Regulatory Reporting — FCA-mandated metrics calculated in dbt with full lineage. Every number could now be traced back to the raw source data, satisfying their compliance team's requirements.

Week 5–6: Validation & Cutover

We ran both systems in parallel for two weeks. A reconciliation dashboard compared outputs from the old and new pipelines side by side:

  • Revenue figures matched to the penny after we corrected the duplicate transaction bug in the legacy system.
  • Customer counts matched within 0.3% — the difference was traced to the legacy system double-counting customers with multiple email addresses.
  • Regulatory metrics matched exactly, giving the compliance team confidence to approve the cutover.

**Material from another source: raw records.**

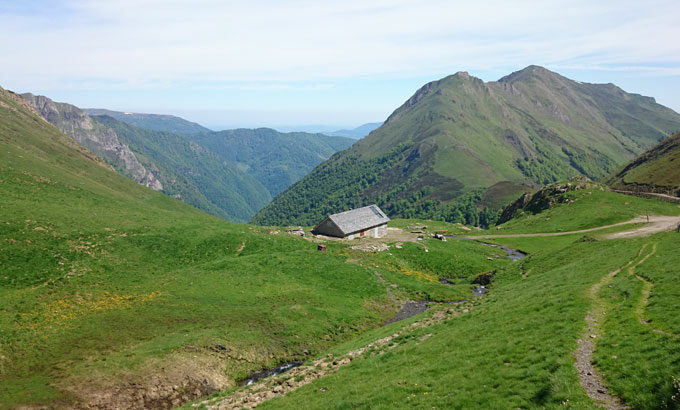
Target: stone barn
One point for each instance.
(368, 221)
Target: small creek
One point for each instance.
(261, 374)
(513, 254)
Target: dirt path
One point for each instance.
(590, 380)
(287, 382)
(666, 197)
(656, 224)
(646, 292)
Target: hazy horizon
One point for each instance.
(301, 63)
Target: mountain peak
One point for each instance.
(532, 71)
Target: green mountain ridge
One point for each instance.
(230, 174)
(356, 133)
(155, 122)
(102, 141)
(460, 134)
(276, 159)
(655, 171)
(192, 173)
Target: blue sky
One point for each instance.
(289, 63)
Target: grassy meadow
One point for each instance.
(110, 288)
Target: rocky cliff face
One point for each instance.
(99, 139)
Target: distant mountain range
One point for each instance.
(230, 174)
(274, 158)
(460, 135)
(156, 122)
(358, 132)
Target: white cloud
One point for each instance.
(144, 43)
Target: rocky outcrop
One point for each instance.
(97, 138)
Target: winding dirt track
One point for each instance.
(656, 224)
(590, 380)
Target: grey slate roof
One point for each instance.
(359, 219)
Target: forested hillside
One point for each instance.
(192, 173)
(274, 158)
(460, 135)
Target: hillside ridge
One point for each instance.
(459, 134)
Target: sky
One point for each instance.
(324, 64)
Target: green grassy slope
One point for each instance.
(514, 348)
(192, 173)
(275, 159)
(459, 133)
(657, 170)
(111, 293)
(156, 122)
(104, 281)
(574, 205)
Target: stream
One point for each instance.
(513, 254)
(410, 308)
(261, 374)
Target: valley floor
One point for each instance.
(336, 380)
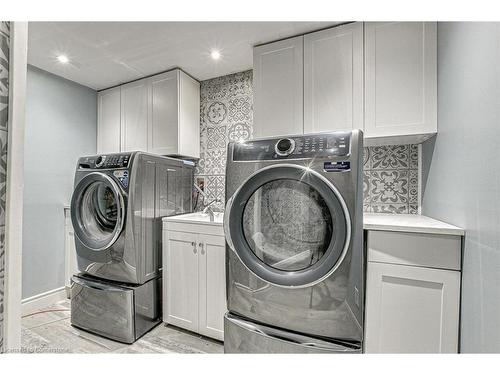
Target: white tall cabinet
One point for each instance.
(400, 78)
(158, 114)
(333, 79)
(278, 88)
(378, 77)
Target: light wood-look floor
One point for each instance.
(51, 332)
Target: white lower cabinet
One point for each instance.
(412, 297)
(194, 285)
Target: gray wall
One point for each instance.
(61, 124)
(462, 172)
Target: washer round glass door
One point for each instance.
(288, 225)
(97, 211)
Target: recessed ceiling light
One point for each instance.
(215, 55)
(63, 59)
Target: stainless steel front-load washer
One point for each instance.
(294, 258)
(116, 210)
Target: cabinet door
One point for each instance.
(163, 130)
(333, 79)
(180, 265)
(212, 285)
(411, 309)
(134, 116)
(108, 121)
(278, 88)
(400, 78)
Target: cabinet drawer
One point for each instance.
(415, 249)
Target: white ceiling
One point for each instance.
(104, 54)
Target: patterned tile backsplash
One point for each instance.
(390, 182)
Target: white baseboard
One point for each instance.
(42, 300)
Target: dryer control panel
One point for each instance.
(105, 161)
(300, 147)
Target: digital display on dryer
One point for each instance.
(306, 147)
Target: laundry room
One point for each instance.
(249, 187)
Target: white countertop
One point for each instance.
(409, 223)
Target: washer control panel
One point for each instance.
(301, 147)
(105, 161)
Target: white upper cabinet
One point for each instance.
(278, 88)
(412, 292)
(159, 114)
(108, 121)
(134, 116)
(400, 78)
(333, 79)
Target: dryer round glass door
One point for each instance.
(97, 211)
(288, 225)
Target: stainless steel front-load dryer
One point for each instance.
(294, 259)
(116, 210)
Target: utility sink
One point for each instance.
(199, 218)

On day 28, we switched off the legacy scripts. No one noticed — which was exactly the point.

The Architecture

Sources (PostgreSQL, Stripe, Intercom, HubSpot)
    │
    ▼
Fivetran (automated ingestion, schema change detection)
    │
    ▼
Snowflake (cloud data warehouse)
    │
    ▼
dbt (transformations)
    ├── staging/     → stg_stripe__payments, stg_hubspot__contacts
    ├── intermediate/→ int_revenue__reconciled
    └── marts/       → fct_daily_revenue, dim_customers, rpt_fca_monthly
    │
    ▼
Metabase (dashboards & self-serve analytics)
    │
    ▼
GitHub Actions (CI/CD, automated testing on every commit)

What We Tested — And Why It Matters

Data quality testing was the single most impactful part of the migration. We implemented 47 dbt tests across the project:

  • Schema tests — uniqueness, not-null, accepted values, relationships
  • Custom data tests — revenue reconciliation checks, row count anomaly detection, freshness thresholds
  • Source freshness tests — alerts if any source data is more than 4 hours stale

These tests run automatically on every pipeline execution. In the first week after go-live, they caught 3 issues that would have previously gone undetected for days or weeks:

  1. A Stripe webhook that started sending duplicate events after a Stripe API upgrade
  2. A HubSpot contact merge that created orphaned deal records
  3. A time zone mismatch in Intercom event timestamps

Each issue was caught within minutes, not days. The team fixed them before any downstream report was affected.

Results

Six weeks after kickoff, the client had:

MetricBeforeAfterChange
Data incidents per month161-94%
Pipeline maintenance hours/week201.5-92%
Time to produce board report3 days15 minutes-99%
Data sources integrated44 (same)Automated
Automated tests047From zero
Time to detect data issues3–11 days< 5 minutesReal-time

Beyond the Numbers

The qualitative impact was equally significant:

  • The finance team trusts the numbers. They stopped maintaining their shadow spreadsheet within two weeks.
  • The compliance team can answer regulator questions in minutes, not days. Full lineage from report → model → source is one click away.
  • Engineers are building features, not fixing pipelines. The 20 hours per week freed up is now spent on product analytics and ML experimentation.
  • Board reports are automated. The CEO receives a refreshed dashboard link every Monday morning — no manual assembly required.

Key Takeaways

For data leaders considering a similar migration:

  1. You don't need to migrate everything at once. Start with the most painful data domain and prove the approach works before expanding.
  2. Run systems in parallel. It costs a few extra weeks but gives stakeholders the confidence to approve the cutover.
  3. Testing is not optional. Automated data quality tests are the difference between a modern data stack and a new set of problems.
  4. Plan for knowledge transfer from day one. If your team can't maintain the system after the engagement, you haven't solved the problem — you've outsourced it.
  5. Legacy doesn't mean wrong. The old system had valuable business logic embedded in those messy scripts. We extracted and documented it, not discarded it.

The client's CTO summed it up: "For the first time in two years, I'm not worried about our data. It just works."